If the quadrilateral at the base prisms, has some form the right figure, instead of area in calculations, you can use edge lengths prisms. For example, with a square base, replace the area in the formula of the previous step with the second power of the length of its edge (a):H=V/a². And in the case of the same formula, substitute the product of the lengths of two adjacent edges of the base (a and b): H=V/(a*b).

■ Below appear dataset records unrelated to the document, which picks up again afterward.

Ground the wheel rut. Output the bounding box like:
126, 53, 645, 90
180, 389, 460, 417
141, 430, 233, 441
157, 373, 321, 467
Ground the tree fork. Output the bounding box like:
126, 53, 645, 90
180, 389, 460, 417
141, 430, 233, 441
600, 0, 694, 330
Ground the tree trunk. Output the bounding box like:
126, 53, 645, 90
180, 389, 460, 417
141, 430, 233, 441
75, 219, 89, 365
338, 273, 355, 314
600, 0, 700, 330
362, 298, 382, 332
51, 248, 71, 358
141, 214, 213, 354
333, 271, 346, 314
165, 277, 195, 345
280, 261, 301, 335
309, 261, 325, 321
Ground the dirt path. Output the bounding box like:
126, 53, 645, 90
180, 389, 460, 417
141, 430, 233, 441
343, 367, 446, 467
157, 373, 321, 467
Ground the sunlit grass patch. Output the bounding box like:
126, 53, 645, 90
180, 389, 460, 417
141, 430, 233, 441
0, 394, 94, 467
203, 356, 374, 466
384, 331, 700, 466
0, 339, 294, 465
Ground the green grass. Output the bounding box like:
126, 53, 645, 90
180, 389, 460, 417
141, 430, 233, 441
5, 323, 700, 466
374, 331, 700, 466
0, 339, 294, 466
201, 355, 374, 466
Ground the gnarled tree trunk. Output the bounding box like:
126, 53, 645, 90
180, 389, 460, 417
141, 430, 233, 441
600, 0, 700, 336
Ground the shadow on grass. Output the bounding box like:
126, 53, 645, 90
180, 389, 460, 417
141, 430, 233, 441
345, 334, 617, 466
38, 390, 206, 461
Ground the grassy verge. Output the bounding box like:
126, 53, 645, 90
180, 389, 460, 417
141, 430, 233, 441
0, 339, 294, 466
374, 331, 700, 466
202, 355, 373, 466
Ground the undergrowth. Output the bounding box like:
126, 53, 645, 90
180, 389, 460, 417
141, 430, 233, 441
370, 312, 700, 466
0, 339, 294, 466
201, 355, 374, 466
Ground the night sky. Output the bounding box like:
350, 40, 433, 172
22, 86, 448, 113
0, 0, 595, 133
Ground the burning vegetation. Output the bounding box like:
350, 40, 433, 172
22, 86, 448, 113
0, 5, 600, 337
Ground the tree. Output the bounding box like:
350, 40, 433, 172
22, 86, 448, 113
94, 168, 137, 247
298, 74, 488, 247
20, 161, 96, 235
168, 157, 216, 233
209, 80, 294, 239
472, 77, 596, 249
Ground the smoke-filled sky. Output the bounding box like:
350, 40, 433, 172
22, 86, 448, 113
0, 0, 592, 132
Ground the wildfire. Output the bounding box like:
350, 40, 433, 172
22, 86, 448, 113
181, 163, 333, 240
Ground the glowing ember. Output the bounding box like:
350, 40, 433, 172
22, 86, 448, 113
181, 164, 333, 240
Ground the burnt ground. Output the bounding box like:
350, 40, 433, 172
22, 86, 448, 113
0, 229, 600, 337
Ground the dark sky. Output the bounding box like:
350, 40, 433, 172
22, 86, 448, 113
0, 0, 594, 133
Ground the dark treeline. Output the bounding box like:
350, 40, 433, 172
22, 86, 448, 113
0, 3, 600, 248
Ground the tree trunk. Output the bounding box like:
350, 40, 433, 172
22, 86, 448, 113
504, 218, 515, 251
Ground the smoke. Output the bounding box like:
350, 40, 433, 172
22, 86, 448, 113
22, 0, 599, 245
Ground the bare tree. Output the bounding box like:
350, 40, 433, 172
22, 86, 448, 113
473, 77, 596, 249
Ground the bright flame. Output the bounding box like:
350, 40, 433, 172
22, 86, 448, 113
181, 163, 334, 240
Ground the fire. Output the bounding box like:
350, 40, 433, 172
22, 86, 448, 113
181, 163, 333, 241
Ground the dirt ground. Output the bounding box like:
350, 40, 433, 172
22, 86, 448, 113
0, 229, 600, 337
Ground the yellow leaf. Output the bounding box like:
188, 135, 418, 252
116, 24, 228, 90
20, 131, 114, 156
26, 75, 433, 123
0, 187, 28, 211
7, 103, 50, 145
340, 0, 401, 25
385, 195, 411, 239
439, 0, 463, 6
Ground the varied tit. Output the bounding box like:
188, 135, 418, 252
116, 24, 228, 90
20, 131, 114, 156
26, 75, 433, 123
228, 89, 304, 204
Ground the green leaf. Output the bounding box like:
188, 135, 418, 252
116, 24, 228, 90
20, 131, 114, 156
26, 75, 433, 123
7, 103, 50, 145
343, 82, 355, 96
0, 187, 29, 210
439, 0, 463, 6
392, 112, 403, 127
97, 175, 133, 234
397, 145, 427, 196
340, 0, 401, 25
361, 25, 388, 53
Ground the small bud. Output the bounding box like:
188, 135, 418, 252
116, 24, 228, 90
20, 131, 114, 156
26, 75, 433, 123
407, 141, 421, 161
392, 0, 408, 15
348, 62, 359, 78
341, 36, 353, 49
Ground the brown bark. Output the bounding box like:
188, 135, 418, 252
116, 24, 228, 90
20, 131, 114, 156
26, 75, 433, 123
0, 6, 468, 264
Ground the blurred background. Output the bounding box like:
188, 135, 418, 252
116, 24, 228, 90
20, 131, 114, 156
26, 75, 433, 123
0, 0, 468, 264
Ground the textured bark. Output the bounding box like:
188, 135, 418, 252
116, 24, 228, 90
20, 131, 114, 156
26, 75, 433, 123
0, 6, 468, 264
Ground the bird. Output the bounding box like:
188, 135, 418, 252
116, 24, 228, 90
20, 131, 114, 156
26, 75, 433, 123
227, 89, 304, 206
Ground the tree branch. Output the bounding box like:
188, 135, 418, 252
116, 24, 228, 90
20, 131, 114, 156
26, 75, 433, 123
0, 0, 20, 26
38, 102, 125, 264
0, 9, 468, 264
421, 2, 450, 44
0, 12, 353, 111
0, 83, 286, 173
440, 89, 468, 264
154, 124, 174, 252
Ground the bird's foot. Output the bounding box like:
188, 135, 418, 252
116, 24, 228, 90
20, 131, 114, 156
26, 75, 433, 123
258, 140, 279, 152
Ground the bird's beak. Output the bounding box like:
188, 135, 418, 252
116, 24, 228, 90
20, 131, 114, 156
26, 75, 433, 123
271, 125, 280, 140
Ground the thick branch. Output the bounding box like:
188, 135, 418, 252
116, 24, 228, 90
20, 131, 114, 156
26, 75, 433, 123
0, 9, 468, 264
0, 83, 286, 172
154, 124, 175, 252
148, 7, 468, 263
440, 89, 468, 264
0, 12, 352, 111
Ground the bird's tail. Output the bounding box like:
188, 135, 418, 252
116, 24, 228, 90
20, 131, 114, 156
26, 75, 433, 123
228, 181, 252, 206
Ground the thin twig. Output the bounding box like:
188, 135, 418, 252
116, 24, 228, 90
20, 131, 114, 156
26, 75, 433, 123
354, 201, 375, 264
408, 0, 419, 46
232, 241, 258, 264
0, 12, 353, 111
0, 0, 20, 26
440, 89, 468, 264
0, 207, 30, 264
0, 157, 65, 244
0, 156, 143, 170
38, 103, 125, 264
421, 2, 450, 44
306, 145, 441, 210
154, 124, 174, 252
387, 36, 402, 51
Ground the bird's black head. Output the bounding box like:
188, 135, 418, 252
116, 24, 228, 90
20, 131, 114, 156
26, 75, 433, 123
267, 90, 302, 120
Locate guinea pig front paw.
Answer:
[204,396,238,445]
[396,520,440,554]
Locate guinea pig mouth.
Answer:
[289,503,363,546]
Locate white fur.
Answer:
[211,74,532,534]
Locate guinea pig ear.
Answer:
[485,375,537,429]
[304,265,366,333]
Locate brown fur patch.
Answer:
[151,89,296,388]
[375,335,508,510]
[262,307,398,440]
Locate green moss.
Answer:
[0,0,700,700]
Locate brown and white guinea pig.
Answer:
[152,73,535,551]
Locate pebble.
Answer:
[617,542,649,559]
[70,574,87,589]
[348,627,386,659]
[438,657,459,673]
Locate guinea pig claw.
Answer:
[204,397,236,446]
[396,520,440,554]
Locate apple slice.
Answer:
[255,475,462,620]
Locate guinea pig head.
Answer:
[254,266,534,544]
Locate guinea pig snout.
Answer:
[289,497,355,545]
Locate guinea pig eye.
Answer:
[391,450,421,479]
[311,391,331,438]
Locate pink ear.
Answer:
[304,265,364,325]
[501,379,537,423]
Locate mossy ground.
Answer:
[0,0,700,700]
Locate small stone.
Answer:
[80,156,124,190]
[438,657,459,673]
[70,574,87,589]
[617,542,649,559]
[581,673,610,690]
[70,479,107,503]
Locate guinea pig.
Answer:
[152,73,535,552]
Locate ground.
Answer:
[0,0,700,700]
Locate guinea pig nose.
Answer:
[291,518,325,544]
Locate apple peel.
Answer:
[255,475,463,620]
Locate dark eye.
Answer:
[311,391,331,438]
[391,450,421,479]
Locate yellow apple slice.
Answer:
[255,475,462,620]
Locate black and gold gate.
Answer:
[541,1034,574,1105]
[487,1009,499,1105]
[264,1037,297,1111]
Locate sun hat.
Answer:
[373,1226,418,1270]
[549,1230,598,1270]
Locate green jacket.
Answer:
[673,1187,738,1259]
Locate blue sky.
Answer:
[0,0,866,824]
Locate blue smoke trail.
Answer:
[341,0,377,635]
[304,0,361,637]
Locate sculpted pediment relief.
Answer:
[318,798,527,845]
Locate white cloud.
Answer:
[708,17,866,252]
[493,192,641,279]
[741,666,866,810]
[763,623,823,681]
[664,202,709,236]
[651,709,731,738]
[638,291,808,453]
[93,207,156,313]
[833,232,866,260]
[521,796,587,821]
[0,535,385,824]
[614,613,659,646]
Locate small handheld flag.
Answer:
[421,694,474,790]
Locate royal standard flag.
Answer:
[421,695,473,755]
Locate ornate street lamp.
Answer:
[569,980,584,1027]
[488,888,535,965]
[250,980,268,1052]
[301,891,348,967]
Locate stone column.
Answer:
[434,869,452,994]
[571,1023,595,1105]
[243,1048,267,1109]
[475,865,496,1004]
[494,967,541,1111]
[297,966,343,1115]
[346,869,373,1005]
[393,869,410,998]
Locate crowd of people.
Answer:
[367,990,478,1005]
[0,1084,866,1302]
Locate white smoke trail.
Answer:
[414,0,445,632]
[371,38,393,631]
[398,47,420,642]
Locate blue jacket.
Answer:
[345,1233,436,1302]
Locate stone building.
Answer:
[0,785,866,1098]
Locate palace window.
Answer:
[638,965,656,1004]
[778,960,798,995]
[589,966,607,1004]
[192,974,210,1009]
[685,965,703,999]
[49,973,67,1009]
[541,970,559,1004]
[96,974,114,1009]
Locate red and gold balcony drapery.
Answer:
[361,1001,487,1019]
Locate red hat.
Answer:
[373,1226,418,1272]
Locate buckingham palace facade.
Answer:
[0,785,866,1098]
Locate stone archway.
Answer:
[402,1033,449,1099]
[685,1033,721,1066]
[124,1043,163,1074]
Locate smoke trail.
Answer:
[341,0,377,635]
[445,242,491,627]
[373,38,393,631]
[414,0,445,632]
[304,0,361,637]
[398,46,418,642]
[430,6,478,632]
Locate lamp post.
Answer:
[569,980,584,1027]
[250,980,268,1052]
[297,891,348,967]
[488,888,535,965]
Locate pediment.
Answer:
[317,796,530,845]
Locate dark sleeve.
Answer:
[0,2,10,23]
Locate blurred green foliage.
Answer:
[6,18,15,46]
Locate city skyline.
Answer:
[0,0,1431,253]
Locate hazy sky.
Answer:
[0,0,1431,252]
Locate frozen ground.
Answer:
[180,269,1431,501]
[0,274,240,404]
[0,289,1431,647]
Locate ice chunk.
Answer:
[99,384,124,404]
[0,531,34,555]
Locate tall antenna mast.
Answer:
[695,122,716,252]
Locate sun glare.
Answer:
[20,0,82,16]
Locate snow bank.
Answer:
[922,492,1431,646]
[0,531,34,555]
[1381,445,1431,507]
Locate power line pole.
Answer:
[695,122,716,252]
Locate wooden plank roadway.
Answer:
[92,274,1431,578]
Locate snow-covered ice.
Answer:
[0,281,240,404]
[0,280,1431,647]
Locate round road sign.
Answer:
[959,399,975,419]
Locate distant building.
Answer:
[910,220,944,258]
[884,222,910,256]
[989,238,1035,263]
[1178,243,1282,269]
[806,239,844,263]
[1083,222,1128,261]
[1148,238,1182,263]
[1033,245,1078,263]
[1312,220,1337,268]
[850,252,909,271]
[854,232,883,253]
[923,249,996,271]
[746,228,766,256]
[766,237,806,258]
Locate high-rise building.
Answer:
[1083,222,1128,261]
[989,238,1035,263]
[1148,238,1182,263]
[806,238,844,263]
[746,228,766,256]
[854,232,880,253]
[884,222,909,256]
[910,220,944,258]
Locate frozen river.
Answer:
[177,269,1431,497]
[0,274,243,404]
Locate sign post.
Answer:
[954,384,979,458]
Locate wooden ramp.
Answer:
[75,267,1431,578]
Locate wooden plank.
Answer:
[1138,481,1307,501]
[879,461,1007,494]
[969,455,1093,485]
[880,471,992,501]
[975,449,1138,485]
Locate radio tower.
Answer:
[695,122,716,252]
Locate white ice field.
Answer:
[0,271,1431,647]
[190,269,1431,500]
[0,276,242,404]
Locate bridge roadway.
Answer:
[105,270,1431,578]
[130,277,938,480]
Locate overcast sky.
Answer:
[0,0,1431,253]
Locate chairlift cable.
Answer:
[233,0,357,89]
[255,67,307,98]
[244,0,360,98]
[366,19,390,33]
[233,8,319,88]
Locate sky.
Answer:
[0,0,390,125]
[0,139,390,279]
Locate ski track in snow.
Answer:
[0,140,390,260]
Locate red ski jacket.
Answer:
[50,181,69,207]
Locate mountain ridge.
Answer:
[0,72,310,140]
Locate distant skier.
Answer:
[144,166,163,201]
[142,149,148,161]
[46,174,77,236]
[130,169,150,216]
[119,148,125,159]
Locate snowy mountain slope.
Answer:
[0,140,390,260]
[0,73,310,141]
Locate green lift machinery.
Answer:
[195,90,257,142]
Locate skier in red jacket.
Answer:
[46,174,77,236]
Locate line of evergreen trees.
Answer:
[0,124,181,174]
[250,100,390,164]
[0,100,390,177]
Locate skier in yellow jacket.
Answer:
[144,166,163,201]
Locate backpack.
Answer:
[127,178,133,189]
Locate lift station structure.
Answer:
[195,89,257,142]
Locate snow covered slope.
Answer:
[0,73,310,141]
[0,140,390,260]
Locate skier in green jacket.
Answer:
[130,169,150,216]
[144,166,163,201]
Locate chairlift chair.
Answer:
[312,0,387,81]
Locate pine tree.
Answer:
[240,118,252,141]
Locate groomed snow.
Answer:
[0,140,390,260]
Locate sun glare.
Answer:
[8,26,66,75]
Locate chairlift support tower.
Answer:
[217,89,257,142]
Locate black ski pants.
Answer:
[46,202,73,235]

To calculate height (H) prisms knowledge may be sufficient full area surface (S) and the length of one edge of the base (a). Because total area consists of the areas of two bases and four side faces, and in such a polyhedron with a base, the area of one side surface should be equal to (S-a²)/4. This face has two common edges with square ones known size, which means that to calculate the length of the other edge, divide the resulting area by the side of the square: (S-a²)/(4*a). Since the prism in question is rectangular, the edge of the length you calculated adjoins the bases at an angle of 90°, i.e. coincides with the height of the polyhedron: H=(S-a²)/(4*a).
In the correct height (H), knowing the length of the diagonal (L) and one edge of the base (a) is enough to calculate the height (H). Consider the triangle formed by this diagonal, the diagonal square base and one of the side ribs. The edge here is an unknown quantity that coincides with the desired height, and the diagonal of the square, based on the Pythagorean theorem, is equal to the product of the length of the side and the root of two. In accordance with the same theorem, express the desired quantity (leg) in terms of the length of the diagonal prisms(hypotenuse) base (second leg): H=√(L²-(a*V2)²)=√(L²-2*a²).
Sources:
- quadrangular prism
A prism is a device that separates normal light into individual colors: red, orange, yellow, green, blue, indigo, violet. This is a translucent object, with a flat surface that refracts light waves depending on their lengths and thanks to this allows you to see light in different colors. Do prism It's pretty easy to do it yourself.
You will need
- Two sheets of paper
- Foil
- Cup
- CD
- Coffee table
- Flashlight
- Pin
Instructions
Adjust the position of the flashlight and paper until you see a rainbow on the sheets - this is how your beam of light is decomposed into spectra.
Video on the topic
Quadrangular pyramid is a pentahedron with a quadrangular base and a side surface of four triangular faces. The lateral edges of the polyhedron intersect at one point - the vertex of the pyramid.
Instructions
A quadrangular pyramid can be regular, rectangular or arbitrary. Correct pyramid has a regular quadrangle at its base, and its vertex is projected into the center of the base. The distance from the top of the pyramid to its base is called the height of the pyramid. Side faces are isosceles triangles, and all edges are equal.
The base of a regular one can be a square or a rectangle. The height H of such a pyramid is projected to the point of intersection of the diagonals of the base. In a square and a rectangle, the diagonals d are the same. All lateral ribs L pyramid with square or rectangular base are equal to each other.
To find the edge of a pyramid, consider right triangle with sides: hypotenuse - the desired edge L, legs - the height of the pyramid H and half the diagonal of the base d. Calculate the edge using the Pythagorean theorem: square of the hypotenuse equal to the sum squares of legs: L²=H²+(d/2)². In a pyramid with a rhombus or parallelogram at the base, the opposite edges are equal in pairs and are determined by the formulas: L₁²=H²+(d₁/2)² and L₂²=H²+(d₂/2)², where d₁ and d₂ are the diagonals of the base.